For me, this means combining physical activity with intellectual activity. When my body is engaged in an activity that I don’t have to think about and is mostly automatic, my mind and imagination are free to be creative, think, process new information, and learn.
- Listening to audiobooks or podcasts while cleaning house, walking, cooking, gardening, or driving.
- Plotting my next chapter while taking a bath or showering (or any of the above physical activities).
- Reading while listening to instrumental music (lyrics would compete cognitively with the reading process).
In this way, I can actually increase the time I spend working on my writing project or improving my writing skills while not actually writing.
Of course, the act of writing is both physical and mental and therefore needs to be focused on exclusive of other activities for best results.
Advice I’ve received: Procrastination is bad.
I am not a natural procrastinator. When there’s something I don’t want to do, I usually force myself to get it done so I can relax and do what I want. Even as a child, I would eat the bad-tasting food first, so I could end the meal with the good-tasting food.
And I’m naturally enthusiastic. When I get an idea, I tend to jump right in and get started implementing it. However, I have learned that when it comes to following inspiration procrastination can be beneficial.
Waiting until I have had time to think more about an idea, to consider its pros and cons, can end up saving time. I may find that my “brilliant” idea is not actually all that smart, and I’m better off not running down that path. By waiting, I give myself time to research alternatives. To improve on my idea. To accomplish more and better the first time around.
By waiting, I waste less time doing things I’m better off not doing, or having to back up and undo mistakes made by not thinking my idea through.
Procrastination, in this case, improves my overall productivity.
Advice I’ve received: More time writing = getting more writing done.
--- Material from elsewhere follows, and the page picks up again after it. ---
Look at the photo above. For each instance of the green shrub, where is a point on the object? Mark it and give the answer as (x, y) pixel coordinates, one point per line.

We Americans tend to think that we are the most productive people in the world, and we work the hours to prove it. We take fewer days off each year than people in every other developed country. Underlying our long works hours is the belief that longer hours gives us a productivity edge.
But, according to the Harvard Business Review, “Numerous studies . . . have found that overwork and the resulting stress can lead to all sorts of health problems, including impaired sleep, depression, heavy drinking, diabetes, impaired memory, and heart disease.”
Granted, these studies have to do with how much time people work in their jobs, not necessarily how many hours they write; yet, I think we writers can benefit from re-thinking our own attitudes and beliefs about our writing work. If we write more hours, will we really be more productive.? Will we finish those essays or that book faster and better?
Maybe. Maybe not.
I would argue that the quality of your writing time is more important than the quantity. And while it is important to put in some seat time — in other words, don’t use these studies as an excuse to not work — writing should be an activity you’re so passionate enough about that it doesn’t feel like “work,” even when it’s difficult.
I realize that statement may seem oxymoronic, but it’s not. Writing can be both difficult and enjoyable at the same time. But if you’re in a state where you dread sitting down to write, if it feels like sitting down to eat a big plate of broccoli when you hate broccoli — well, I suggest it’s time to take a break from writing.
Abstain until you’re hungry to write again. Because when you write only because you’re “supposed to,” your work will be forced, dry, and unengaged. Your work will reflect your mental state.
But, when you write because you’re hungry for that special self-expression that only writing can offer, then you will produce heartfelt and authentic work. That’s when your writing will tap into your unique voice.
And so, to sum all this up, I come back to my point that all advice — even the best advice — must be questioned and analyzed and individualized for best results.
What great advice have you found to be contrary to the way you work best?